Friday, July 22, 2016

On "Moral Status"

What is the moral status of animals? What’s the moral status of fetuses? What’s the moral status of the permanently comatose? While questions like these are sometimes asked (also about ‘moral standing’), I have written a few paragraphs where I argue that the term “moral status” shouldn’t be used.

Claims about moral status are worthless because:

(1)   anything anyone wants to say or ask involving the term “moral status” can more clearly be said or asked using clearer terms about moral obligations (and permissions):

a.   e.g., sometimes to ask about animals’ or fetuses’ “moral status” seems to be to ask what obligations we have toward them, what are permissible ways to treat them, etc.;
b.   to ask what their “moral status” is compared to our “moral status” is to ask how obligations toward each kind of beings differ, whether it’s better or worse to treat one some way, compared to the other, etc.;

These concrete questions about how an individual can be treated, morally, are clearer than any claims about moral status.

(2)   the idea of moral status is un-explanatory and/or a needless level of explanation:

a.   e.g., suppose someone says it’s not wrong to kill animals because their moral status is less than our’s, or at some low level, or whatever. We can then ask why their status is that and, with luck, we’ll get some real answers, ones that don't mention moral status (e.g., “animals are stupid” or “animals are hairy” or “animals aren’t moral agents” or “there are no moral agents who are not human”). If we do get these answers, then we can just think about the possible relevance of those characteristics of the individual directly and forget about “moral status” again;

(3)  the term “moral status” is one that’s only used by philosophers
a.    as far as I can tell, it is not part of any kind of common talk. Since I don’t want to create more confusion among lay folk, I don't want to push a new concept on them that does not do any work.  

In 2014, in “A Moral Argument for Veganism,” we didn’t base our argument on any claims about the “moral status” of animals because, I argued, “appeals to ‘moral status’ (or ‘moral standing’) typically are either question begging or circular (e.g., ‘It is wrong to harm animals because they have a moral status such that it is wrong to harm them’) or dispensable (e.g., ‘Animals are wrong to harm because they have the moral status or standing of conscious, sentient beings,’ which could have just been said as, ‘Animals are wrong to harm because they are conscious, sentient beings,’ without mentioning ‘moral status’ or ‘standing.’).”[1]

Thus, it seems that claims involving moral status are “worthless”: we can always say something clearer that directly addresses any moral questions and so we shouldn’t use the term.
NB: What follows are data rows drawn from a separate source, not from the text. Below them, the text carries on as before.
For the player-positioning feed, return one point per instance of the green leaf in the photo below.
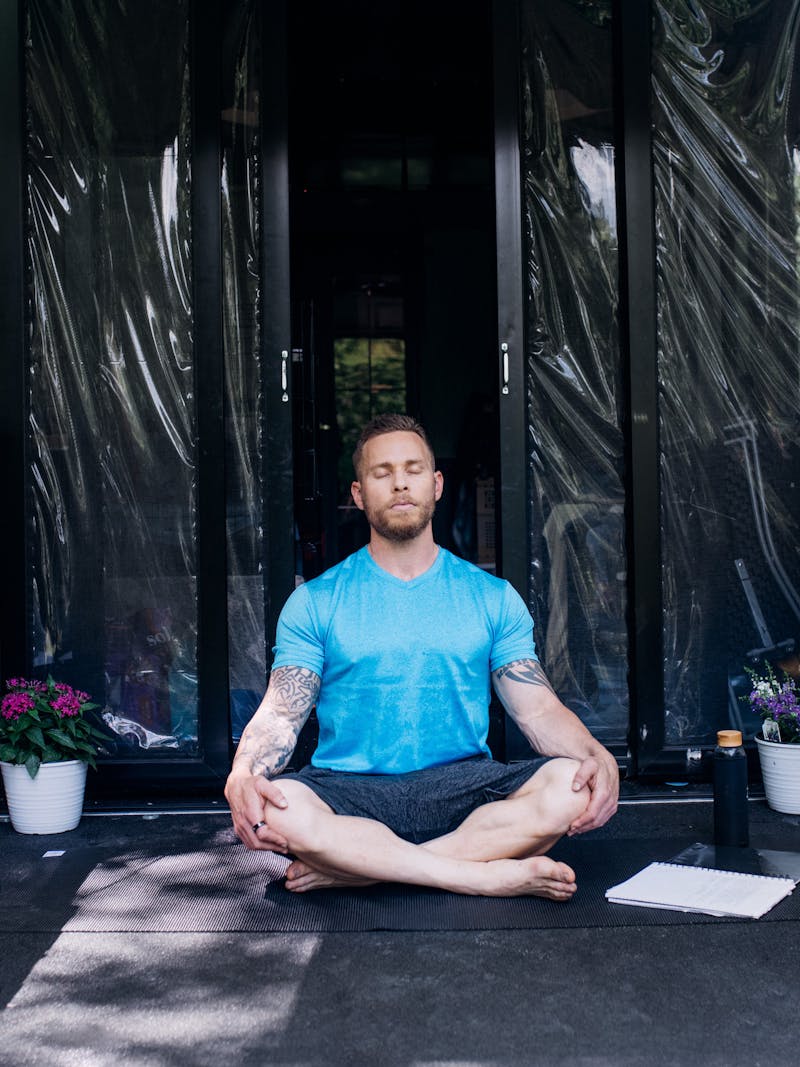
(62, 738)
(36, 737)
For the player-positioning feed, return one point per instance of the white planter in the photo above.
(51, 802)
(781, 774)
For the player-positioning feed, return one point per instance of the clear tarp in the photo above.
(243, 364)
(726, 161)
(576, 447)
(112, 472)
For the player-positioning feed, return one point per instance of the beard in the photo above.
(402, 526)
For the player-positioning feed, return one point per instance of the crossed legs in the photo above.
(498, 850)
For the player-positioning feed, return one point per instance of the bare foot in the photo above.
(537, 876)
(301, 877)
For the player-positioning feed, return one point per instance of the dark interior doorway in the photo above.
(393, 257)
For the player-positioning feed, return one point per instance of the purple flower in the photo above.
(15, 704)
(67, 704)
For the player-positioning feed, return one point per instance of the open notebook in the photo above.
(713, 892)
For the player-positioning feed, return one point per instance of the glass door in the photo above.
(560, 371)
(158, 481)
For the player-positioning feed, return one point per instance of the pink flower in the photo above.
(15, 704)
(67, 704)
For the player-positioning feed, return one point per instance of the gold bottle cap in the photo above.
(729, 738)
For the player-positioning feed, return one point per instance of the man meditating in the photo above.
(398, 647)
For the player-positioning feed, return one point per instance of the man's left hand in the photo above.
(602, 776)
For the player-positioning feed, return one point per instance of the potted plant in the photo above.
(777, 700)
(46, 743)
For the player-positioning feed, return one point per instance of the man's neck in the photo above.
(403, 559)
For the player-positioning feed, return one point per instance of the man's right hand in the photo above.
(248, 796)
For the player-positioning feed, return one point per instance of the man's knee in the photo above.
(299, 821)
(558, 803)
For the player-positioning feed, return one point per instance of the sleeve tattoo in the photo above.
(527, 671)
(270, 737)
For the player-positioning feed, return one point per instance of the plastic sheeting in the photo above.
(112, 495)
(243, 364)
(578, 572)
(726, 181)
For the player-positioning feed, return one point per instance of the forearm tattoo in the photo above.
(270, 736)
(527, 671)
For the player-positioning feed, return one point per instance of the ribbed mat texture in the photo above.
(222, 887)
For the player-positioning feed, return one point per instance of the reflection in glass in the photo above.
(577, 550)
(241, 271)
(725, 136)
(111, 432)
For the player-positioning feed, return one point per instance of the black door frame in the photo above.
(632, 64)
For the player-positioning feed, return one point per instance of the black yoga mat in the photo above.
(221, 887)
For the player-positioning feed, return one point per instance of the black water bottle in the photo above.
(730, 791)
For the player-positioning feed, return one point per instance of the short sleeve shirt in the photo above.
(405, 666)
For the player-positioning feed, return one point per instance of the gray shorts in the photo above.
(420, 805)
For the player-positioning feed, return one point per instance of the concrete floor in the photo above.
(717, 994)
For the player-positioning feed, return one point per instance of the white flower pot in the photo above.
(51, 802)
(781, 774)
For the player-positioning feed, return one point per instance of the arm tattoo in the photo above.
(270, 736)
(527, 671)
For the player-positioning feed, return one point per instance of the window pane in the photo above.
(725, 150)
(243, 366)
(111, 448)
(578, 563)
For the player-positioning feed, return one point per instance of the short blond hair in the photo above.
(389, 423)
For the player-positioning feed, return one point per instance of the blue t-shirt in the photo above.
(405, 666)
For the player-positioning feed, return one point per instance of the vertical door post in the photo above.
(633, 21)
(276, 316)
(13, 404)
(212, 639)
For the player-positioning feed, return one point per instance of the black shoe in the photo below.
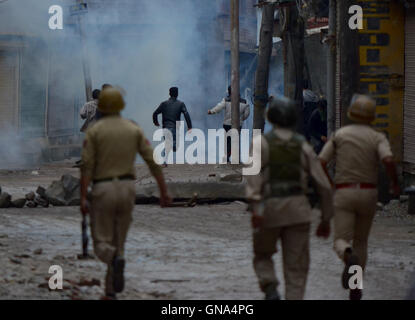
(118, 274)
(350, 260)
(271, 293)
(355, 294)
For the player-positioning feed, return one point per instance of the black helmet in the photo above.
(282, 112)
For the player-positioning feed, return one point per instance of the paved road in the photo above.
(184, 253)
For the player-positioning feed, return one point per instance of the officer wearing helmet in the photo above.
(278, 202)
(357, 150)
(108, 158)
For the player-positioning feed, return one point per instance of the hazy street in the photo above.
(185, 253)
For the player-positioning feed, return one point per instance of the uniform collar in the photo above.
(283, 133)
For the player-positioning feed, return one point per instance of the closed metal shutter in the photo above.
(338, 71)
(409, 100)
(9, 76)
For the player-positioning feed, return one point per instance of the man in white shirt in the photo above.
(227, 121)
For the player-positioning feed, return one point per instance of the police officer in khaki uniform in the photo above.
(280, 208)
(357, 150)
(108, 158)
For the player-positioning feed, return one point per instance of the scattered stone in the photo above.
(30, 196)
(44, 286)
(42, 202)
(5, 200)
(38, 251)
(69, 183)
(15, 261)
(41, 191)
(18, 203)
(403, 198)
(64, 192)
(237, 177)
(31, 204)
(89, 283)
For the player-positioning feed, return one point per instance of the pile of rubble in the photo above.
(65, 192)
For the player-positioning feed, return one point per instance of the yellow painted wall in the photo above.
(381, 49)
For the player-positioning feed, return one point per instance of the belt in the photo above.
(356, 186)
(123, 177)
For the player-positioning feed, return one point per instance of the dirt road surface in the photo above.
(203, 252)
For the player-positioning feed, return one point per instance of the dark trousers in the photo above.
(229, 143)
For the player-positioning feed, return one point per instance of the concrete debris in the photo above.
(15, 261)
(236, 177)
(18, 203)
(42, 202)
(31, 204)
(41, 191)
(208, 192)
(38, 251)
(89, 283)
(64, 192)
(5, 200)
(30, 196)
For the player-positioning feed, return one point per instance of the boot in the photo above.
(118, 265)
(271, 293)
(350, 259)
(109, 296)
(355, 294)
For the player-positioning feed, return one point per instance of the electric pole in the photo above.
(264, 59)
(331, 69)
(85, 64)
(235, 64)
(293, 42)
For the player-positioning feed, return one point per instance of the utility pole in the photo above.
(264, 58)
(235, 85)
(85, 64)
(235, 64)
(331, 69)
(348, 42)
(293, 42)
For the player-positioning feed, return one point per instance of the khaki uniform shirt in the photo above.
(357, 149)
(224, 104)
(279, 212)
(88, 112)
(110, 149)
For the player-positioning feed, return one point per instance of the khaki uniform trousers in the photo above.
(112, 205)
(354, 213)
(295, 252)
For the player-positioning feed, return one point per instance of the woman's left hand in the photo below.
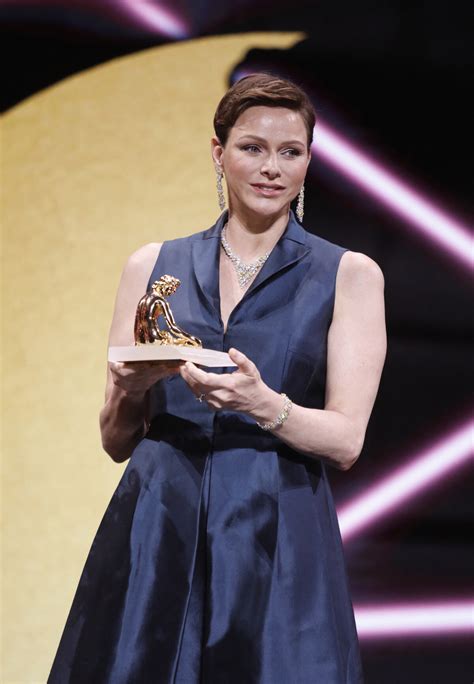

For further reading, with arguments similar to above (but developed independently):

Ben Sachs: The Status of Moral Status

Benjamin Sachs
Publication date

Pacific Philosophical Quarterly
Abstract This paper investigates whether moral status talk gets us anywhere in our search
for answers to questions in the ethics of marginal cases. I consider the usefulness of moral
status talk first on the assumption that an individual's possession of moral status is not a
further fact about that individual, and then on the assumption that it is. Finally, I offer an
expressivistic interpretation of moral status talk. In each case, I argue that such talk conveys
nothing that cannot be conveyed more clearly in other words. My conclusion is that we
should stop using moral status and its cognates.

Oscar Horta: Why the Concept of Moral Status Should be Abandoned
Ethical Theory and Moral Practice 20 (4):899-910 (2017)
The use of the concept of moral status is commonplace today in debates about the moral consideration of entities lacking certain special capacities, such as nonhuman animals. This concept has been typically used to defend the view that adult human beings have a status higher than all those entities. However, even those who disagree with this claim have often accepted the idea of moral status as if it were part of an undisputed received way of thinking in ethics. This paper argues that the use of this concept, however common, distorts our understanding of how to behave towards different individuals in different circumstances. When moral status is identified with the interest in living or the capacity for well-being, it becomes an arbitrary and irrelevant criterion. When it is used as a synonym of moral consideration or considerability, in a way that is compatible with the principle of equal consideration, it becomes trivial and confusing. When used, instead, to defend the unequal moral consideration of interests of equal weight, it has several implausible implications. In particular, the claim that unequal status is justified because of the value of cognitive capacities implausibly entails that our exercising those capacities should have priority over the promotion of our wellbeing. The idea of full moral status is also problematic as it implies the possibility of status monsters. In addition, its use is based in a misconceived way of what it would really entail to have a full status by virtue of having rational capacities. The paper concludes that we have strong reasons to abandon the concept of moral status altogether.